2. Bioorthogonal: SPAAC occurs selectively in biological environments without interfering with native biomolecules.

Tetrazine-Alkene Ligation

LifeTein also employs tetrazine-alkene ligation for peptide-drug conjugation:

1. Tetrazine and Alkene: Peptides are functionalized with tetrazine and alkene groups.
2. Rapid Reaction: Tetrazine reacts with alkene (e.g., trans-cyclooctene) in a bioorthogonal, rapid ligation.

FAQ

Q: What advantages does click chemistry offer in peptide synthesis?

A: Click chemistry provides precise, efficient conjugation, enabling the creation of peptide-drug conjugates and other bioconjugates.

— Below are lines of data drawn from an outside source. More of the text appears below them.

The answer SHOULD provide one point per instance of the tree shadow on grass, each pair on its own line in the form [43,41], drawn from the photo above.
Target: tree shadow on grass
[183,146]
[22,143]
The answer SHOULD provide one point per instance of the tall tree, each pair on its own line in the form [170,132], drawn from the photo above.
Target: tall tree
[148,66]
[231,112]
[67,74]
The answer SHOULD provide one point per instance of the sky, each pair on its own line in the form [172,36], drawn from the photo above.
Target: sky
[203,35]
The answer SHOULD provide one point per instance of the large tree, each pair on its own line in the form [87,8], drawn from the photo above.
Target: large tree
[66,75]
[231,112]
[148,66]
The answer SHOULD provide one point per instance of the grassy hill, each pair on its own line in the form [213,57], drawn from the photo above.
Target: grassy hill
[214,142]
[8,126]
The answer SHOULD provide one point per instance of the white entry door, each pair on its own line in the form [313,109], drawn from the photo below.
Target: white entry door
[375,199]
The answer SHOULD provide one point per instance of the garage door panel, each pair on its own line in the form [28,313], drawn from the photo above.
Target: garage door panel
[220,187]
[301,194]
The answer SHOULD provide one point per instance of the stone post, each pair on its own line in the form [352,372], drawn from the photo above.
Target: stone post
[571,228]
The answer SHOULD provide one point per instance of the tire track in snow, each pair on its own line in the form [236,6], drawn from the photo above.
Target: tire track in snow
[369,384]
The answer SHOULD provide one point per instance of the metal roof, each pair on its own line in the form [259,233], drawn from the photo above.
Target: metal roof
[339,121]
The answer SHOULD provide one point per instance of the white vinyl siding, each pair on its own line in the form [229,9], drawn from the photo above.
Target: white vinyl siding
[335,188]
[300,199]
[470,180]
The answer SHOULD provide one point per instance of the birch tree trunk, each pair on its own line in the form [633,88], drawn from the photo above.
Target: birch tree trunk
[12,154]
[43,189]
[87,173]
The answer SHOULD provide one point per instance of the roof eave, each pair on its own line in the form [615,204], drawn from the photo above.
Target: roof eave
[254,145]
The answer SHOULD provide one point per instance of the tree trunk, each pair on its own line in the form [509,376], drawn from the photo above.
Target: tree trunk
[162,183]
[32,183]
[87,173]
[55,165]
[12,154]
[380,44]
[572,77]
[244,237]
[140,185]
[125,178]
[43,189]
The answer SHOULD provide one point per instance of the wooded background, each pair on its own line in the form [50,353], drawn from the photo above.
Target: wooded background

Q: Which drugs are successfully conjugated by LifeTein?

A: LifeTein excels in conjugating MMAE, Panobinostat, Tazmetostat, and FK506 to peptides.

Q: Can LifeTein perform site-specific PEGylation of peptides?

A: Yes! Using maleimide or click chemistry, LifeTein achieves site-specific PEGylation for versatile applications.